"Ada muncul masukan LIPI, memikirkan asimetris desentralisasi provinsi yang berada di daerah perbatasan," kata Ketua Tim rombongan kunjungan kerja Komite I DPD RI, Fachrul Razi di Batam, Kepulauan Riau, Selasa.
Menurut dia, ide itu bisa menjawab masalah ekonomi di perbatasan, bila dimasukkan dalam RUU perubahan UU No.43 Tahun 2008 tentang Wilayah Negara.
Dengan menjadi provinsi khusus, tentunya, perlakuan yang diterapkan berbeda, termasuk kebijakan anggarannya.
"Provinsi di batas wilayah dapat dana afirmasi. Di situ negara hadir," kata dia yang menjabat Wakil Ketua Komite I DPD RI.
Ketentuan itu, terutama untuk wilayah perbatasan perairan seperti Provinsi Kepulauan Riau yang berbatasan dengan Singapura, Malaysia, Thailand dan Vietnam.
Ia menyatakan, di pulau-pulau terdepan, kehadiran negara masih sulit dirasakan.
"Pulau kalau enggak ada kekayaannya, negara enggak. Negara hadir hanya kalau ada resources," kata dia.

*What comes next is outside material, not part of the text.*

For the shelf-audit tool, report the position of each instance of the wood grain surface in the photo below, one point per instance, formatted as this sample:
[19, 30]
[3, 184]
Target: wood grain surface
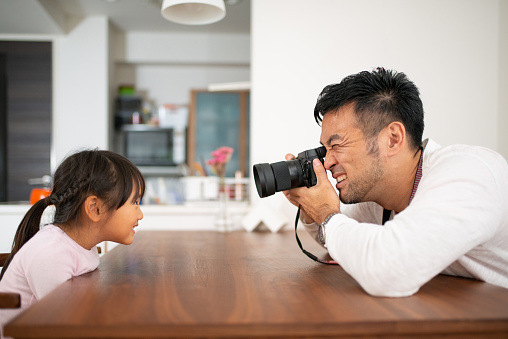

Makanya, negara perlu hadir dengan pendekatan daerah khusus, katanya dalam rapat.
Di tempat yang sama, Asisten Pemerintahan dan Kesejahteraan Rakyat Pemprov Kepri, Raja Ariza menyatakan selama ini daerah tidak mendapatkan pendapatan dari pengelolaan kekayaan laut.
Padahal, perairan Kepri, yang mencapai Laut Tiongkok Selatan (Laut Natuna) kaya akan sumber minyak gas dan bumi. Namun, semuanya atas pengelolaan pemerintah pusat.
"Pada wilayah 12 mil di wilayah Kepri, tidak ada minyak. Di atas 12 mil ada, pusat yang punya," kata dia.
Hal itu juga terjadi pada retribusi labuh jangkar. Dalam peraturan disebutkan, labuh jangkar dikelola oleh pemerintah provinsi, namun kenyataannya sampai sekarang masih dipungut pusat.
"Sampai ke pelabuhan pusat, ke luar pelabuhan, pusat, satu sen pun tidak ada daerah yang pungut," kata dia.